The five ways to implement a safety-first culture

Safety in any workplace is paramount and does not cost as much as a serious accident. 

IN the last two months, the Marine Accident Investigation Branch reported on a fatal auxiliary boiler explosion, serious head injuries to crew from equipment, fire, carbon monoxide poisoning, overboard fatalities, and many other injuries to seafarers as a result of carrying out their daily work tasks.

As Philippe Baudon, CEO of industrial, international companies, reported last month, fatalities occur daily in the workplace.  Of course there are financial and legal consequences that must be considered but above all, staff should not go to work in the morning, never to come home again.

Based on Baudon’s thought process towards a safety-first culture, here’s five tips (yes, you can count them on one hand), from an industrial expert that can be directly implemented into the maritime sector.

1. Be aware and talk. 

Risk analysis, procedures and instructions are critical but Baudon believes only sustainable results can be achieved by people being aware of their actions and collaborating to improve safety.  This is enhanced through talking about safety. Share accidents when they happen, not to finger point but to generate a learning process. Baudon suggests beginning the day with talking about safety, sharing experiences and making it more of an everyday discussion so that people are engaged in it constantly.

This is critical in the maritime industry where accidents have been attributed to incorrect equipment use or lack of following procedure.

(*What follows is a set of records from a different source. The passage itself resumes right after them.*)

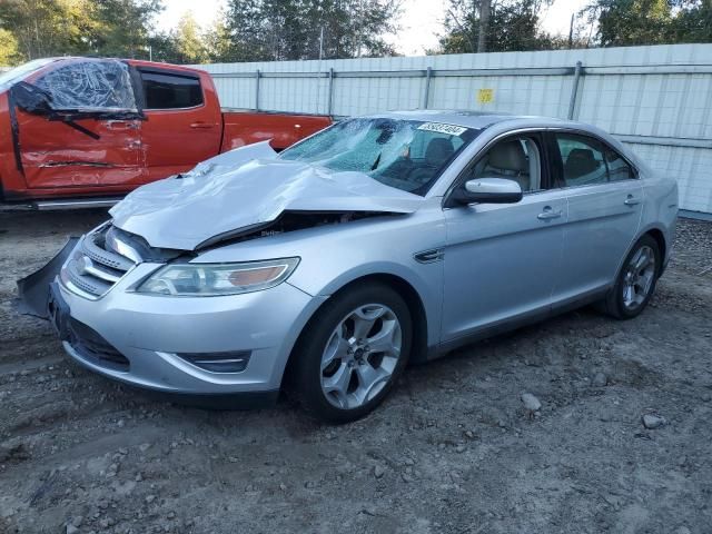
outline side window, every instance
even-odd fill
[[[475,165],[469,179],[476,178],[506,178],[517,181],[522,191],[540,190],[542,158],[537,142],[526,136],[497,142]]]
[[[605,161],[609,167],[609,181],[630,180],[635,178],[635,172],[630,165],[615,150],[606,150]]]
[[[34,85],[57,110],[136,110],[131,77],[118,60],[83,60],[50,70]]]
[[[630,165],[596,139],[556,134],[566,187],[605,184],[634,177]]]
[[[195,108],[202,103],[200,80],[168,72],[141,72],[146,109]]]

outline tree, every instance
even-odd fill
[[[27,59],[88,53],[98,30],[93,8],[89,0],[4,0],[0,27]]]
[[[488,20],[482,17],[486,3],[491,3]],[[540,31],[538,13],[550,3],[551,0],[449,0],[441,52],[477,52],[483,42],[493,52],[543,50],[551,40]]]
[[[171,32],[180,63],[202,63],[208,60],[208,50],[201,30],[191,12],[186,12]]]
[[[162,11],[161,0],[92,0],[100,32],[96,53],[148,59],[154,19]]]
[[[712,0],[678,2],[670,27],[673,42],[712,42]]]
[[[394,53],[397,0],[229,0],[227,29],[236,61],[354,58]],[[324,39],[322,40],[322,34]]]
[[[17,65],[21,60],[17,39],[8,30],[0,28],[0,66]]]
[[[666,42],[672,19],[666,0],[599,0],[599,38],[604,47]]]
[[[218,11],[210,27],[202,36],[208,58],[214,62],[230,60],[230,30],[222,9]]]
[[[712,0],[594,0],[584,13],[604,47],[712,41]]]

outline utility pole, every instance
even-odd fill
[[[490,33],[490,13],[492,12],[492,0],[481,0],[479,2],[479,34],[477,36],[477,53],[487,51],[487,34]]]

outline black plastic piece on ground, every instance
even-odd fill
[[[67,245],[40,270],[18,280],[18,310],[23,315],[33,315],[48,319],[49,286],[59,274],[62,265],[77,246],[78,237],[70,237]]]

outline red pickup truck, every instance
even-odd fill
[[[287,148],[330,122],[220,109],[197,69],[40,59],[0,75],[0,200],[101,205],[234,148],[268,139]]]

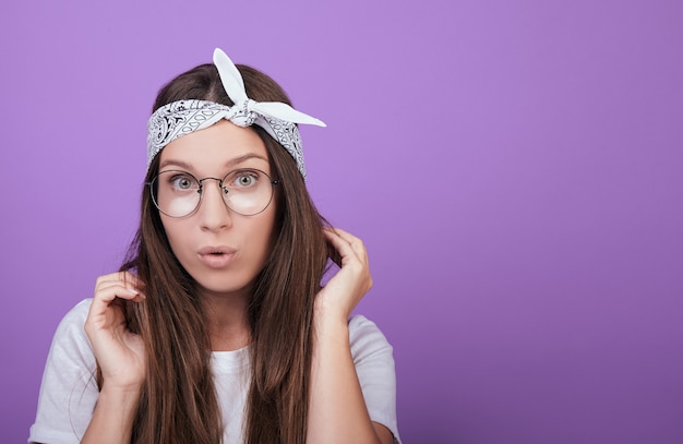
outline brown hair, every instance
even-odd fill
[[[238,69],[250,98],[290,104],[271,77],[245,65]],[[192,98],[232,105],[216,68],[203,64],[164,86],[154,109]],[[273,177],[281,184],[275,197],[279,232],[248,308],[252,343],[245,442],[298,444],[305,441],[313,298],[327,263],[325,223],[292,157],[261,128],[252,128],[265,143]],[[158,157],[145,182],[157,173]],[[132,442],[217,444],[223,424],[196,285],[175,257],[146,187],[140,228],[129,251],[121,269],[135,271],[147,297],[144,303],[123,302],[129,328],[144,338],[147,355]]]

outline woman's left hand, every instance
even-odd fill
[[[339,254],[340,266],[315,297],[317,315],[348,322],[351,312],[372,287],[368,252],[363,242],[339,228],[324,228],[327,242]]]

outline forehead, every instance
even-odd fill
[[[269,157],[261,137],[252,128],[238,127],[228,120],[176,139],[159,156],[161,168],[184,165],[197,172],[214,173],[248,164],[269,172],[265,169]]]

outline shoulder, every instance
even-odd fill
[[[392,357],[393,348],[380,327],[361,314],[349,320],[349,340],[356,364],[373,357]]]
[[[77,352],[86,361],[92,360],[91,343],[85,334],[85,320],[91,303],[92,299],[84,299],[62,317],[52,339],[50,355],[61,357],[63,353]]]

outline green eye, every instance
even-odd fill
[[[197,188],[194,180],[188,176],[176,175],[170,178],[169,182],[171,188],[177,191],[188,191]]]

Talking about previous accidents, why and where they happened could help seafarers not to make the same mistakes again.

2. Consider using the Dupont Bradley curve.

Developed by Dupont in 1995, the infographic illustrates how to develop a high quality safety culture by shifting the mindset to consider safety first. It involves moving away from a reactive state of mind where responsibility is not really taken and the ethos is that accidents will happen is taken. It emphases the importance of moving to an interdependent stage where employees feel ownership for safety and take responsibility, do not accept low standards or risk taking.

Image courtesy of Dupont.

This is very applicable to crew working on board large and dangerous vessels. Having the confidence to refuse a task if there are questions of safety at hand could prove life-saving.

 

3. Think of safety as a project. 

Baudon suggests that to achieve a true safety culture, safety must first start with a roadmap.  Listing steps, prioritising them, only taking a new one once the existing ones are well embedded into daily routine.  A safety-haste rather than a safety-first culture is often the result of too many projects running in parallel claims Baudon.

 

4. Make safe actions visible.

Baudon recommends making safety visible, such as displaying the number of accident-free days outside a plant entrance.  Baudon had a unique idea of asking staff to park their cars backwards when arriving at work.  Firstly, it gives better visibility on leaving and second, it immediately triggers a safe way of thinking from the moment the employees are in the working environment.

Drawing attention to the safe work that takes place generates a positive safety vibe. This is particularly important to seafarers where accidents and news of fatalities is all too common.

 

5. Believe that it is possible to have a 0-accident environment. 

Baudon emphasises the importance of believing the possibility of a zero-accident zone. This must start with the team manager – set the example, ensure your credibility and make sure that everyone believes their job to be as risky as another person’s job.

These key learnings were adapted from Philippe Baudon’s article published on LinkedIn on June 30 this year.